Ranges, on the other hand, use the square bracket notation to represent a set of items by specifying the first and last characters of the sequence separated by a hyphen:
var regex = new Regex(@"[a-d]+"); var match = regex.Match(@"abcdefghi"); Assert.Equal("abcd", match.Value);
We can add the character ^
before a set or range inside the square brackets to tell the engine to exclude all the characters in the set or range:
var regex = new Regex("[^a-d]+"); var match = regex.Match("abcdefghi"); Assert.Equal("efghi", match.Value);
Extracting Text With Capture Groups
We can define capture groups by enclosing a section of our regular expression in parentheses. After a call to Regex.Match()
, the Groups
property of the Match
object will contain information about defined groups:
var regex = new Regex(@"^(\w+)\.(\w{3})$"); var match = regex.Match("test_file_name.txt"); Assert.Equal("test_file_name", match.Groups[1].Value); Assert.Equal("txt", match.Groups[2].Value);
Here, we have created a regular expression that matches windows file names with a dot and a three-character extension at the end.
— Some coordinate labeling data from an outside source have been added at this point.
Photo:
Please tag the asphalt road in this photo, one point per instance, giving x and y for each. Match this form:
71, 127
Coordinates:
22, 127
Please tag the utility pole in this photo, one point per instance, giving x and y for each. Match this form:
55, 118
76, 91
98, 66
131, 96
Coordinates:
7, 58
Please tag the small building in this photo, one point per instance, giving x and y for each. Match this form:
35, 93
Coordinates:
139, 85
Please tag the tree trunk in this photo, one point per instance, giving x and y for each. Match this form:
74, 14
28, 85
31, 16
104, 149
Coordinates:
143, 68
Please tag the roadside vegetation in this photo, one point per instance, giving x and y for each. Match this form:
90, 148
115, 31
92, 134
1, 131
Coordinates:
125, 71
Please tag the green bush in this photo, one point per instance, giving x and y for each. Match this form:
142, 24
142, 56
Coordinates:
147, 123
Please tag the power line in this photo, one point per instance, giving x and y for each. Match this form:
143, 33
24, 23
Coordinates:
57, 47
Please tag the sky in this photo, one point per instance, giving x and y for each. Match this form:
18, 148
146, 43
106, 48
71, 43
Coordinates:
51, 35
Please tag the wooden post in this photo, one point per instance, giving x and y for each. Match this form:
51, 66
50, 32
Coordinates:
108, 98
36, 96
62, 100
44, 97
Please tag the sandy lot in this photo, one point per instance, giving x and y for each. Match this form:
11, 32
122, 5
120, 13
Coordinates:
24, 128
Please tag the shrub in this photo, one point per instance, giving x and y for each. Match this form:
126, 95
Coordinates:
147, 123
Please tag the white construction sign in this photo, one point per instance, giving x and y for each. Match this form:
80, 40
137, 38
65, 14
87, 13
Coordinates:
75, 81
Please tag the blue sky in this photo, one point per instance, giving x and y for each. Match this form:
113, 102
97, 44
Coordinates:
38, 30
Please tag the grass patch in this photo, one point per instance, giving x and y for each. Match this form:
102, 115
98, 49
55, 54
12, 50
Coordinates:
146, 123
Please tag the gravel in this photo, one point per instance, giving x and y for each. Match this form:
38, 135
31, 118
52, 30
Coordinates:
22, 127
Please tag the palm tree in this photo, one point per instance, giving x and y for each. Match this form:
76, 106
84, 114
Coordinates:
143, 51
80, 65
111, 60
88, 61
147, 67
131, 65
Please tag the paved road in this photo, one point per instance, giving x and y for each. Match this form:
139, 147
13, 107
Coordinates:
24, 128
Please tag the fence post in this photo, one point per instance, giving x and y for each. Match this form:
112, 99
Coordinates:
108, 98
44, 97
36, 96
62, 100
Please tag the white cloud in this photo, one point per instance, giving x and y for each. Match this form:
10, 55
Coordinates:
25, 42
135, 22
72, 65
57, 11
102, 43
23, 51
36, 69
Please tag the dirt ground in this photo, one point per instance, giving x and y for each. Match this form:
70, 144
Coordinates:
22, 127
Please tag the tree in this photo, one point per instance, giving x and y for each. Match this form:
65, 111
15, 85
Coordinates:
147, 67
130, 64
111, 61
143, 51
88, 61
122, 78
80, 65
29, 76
Using parenthesis syntax, we define two capture groups: One for the file name alone and another for the extension.
Using the Groups
property of the Match
object we can access a zero-based collection of group results. Bear in mind that index zero will be always used for the full regex match. We can find the results for the groups we defined starting at index one.
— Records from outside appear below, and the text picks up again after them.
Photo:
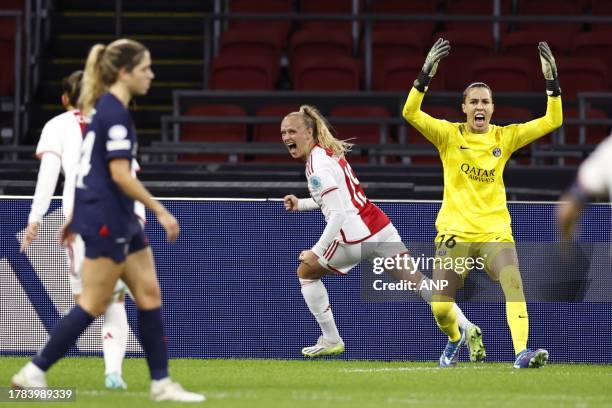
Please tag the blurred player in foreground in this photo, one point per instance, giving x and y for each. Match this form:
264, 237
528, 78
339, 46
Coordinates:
115, 245
474, 219
594, 179
356, 228
59, 150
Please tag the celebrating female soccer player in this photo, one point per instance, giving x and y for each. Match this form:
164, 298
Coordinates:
352, 220
59, 149
474, 219
115, 245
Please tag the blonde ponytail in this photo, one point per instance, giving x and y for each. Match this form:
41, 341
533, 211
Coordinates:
320, 130
92, 87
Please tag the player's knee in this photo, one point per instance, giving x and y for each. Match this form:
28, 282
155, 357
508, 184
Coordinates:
441, 309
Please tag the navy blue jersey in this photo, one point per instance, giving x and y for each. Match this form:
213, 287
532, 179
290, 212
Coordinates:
101, 208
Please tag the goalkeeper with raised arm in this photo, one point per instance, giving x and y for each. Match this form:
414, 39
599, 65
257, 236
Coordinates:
474, 220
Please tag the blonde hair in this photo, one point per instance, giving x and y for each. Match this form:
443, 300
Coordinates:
102, 69
313, 119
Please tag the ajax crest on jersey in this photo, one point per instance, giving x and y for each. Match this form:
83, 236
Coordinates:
315, 183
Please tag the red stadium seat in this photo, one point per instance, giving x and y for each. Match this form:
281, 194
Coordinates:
525, 43
466, 47
502, 73
337, 73
594, 134
478, 8
280, 28
362, 133
270, 132
307, 43
237, 41
593, 44
582, 74
243, 72
398, 74
602, 8
212, 132
548, 8
327, 7
399, 7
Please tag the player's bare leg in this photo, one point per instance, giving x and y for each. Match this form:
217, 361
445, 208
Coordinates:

As we can see, we were able to extract the file name and extension separately, leaving behind the separating dot.
Replacing Text Using Regular Expressions in C#
We can use the Regex.Replace()
method to replace all matches of our expression in a sample string with some fixed string:
var regex = new Regex(@"</?\w+>"); var result = regex.Replace("<b>Hello, <i>world</i></b>", string.Empty); Assert.Equal("Hello, world", result);
This time, our task is to remove all the HTML tags from the input text. For that, we build an expression that matches the literal opening angle bracket <
. Then, an optional forward slash /?
one or more letters or digits \w+
and, finally, a literal closing angle bracket >
.
Now, we can call the Replace
method on any sample string containing HTML tags and pass a string.Empty
as the second parameter. Since our regex matches every HTML tag in the text, the resulting string will have all of them removed.
Conclusion
In this article, we have learned how to build simple regular expressions in C# using character classes, anchors, and quantifiers. At the same time, we used methods and properties in the Regex
class to create C# code that works with regular expressions.
The concepts we discussed will help us deal with many common string parsing scenarios like user input validation.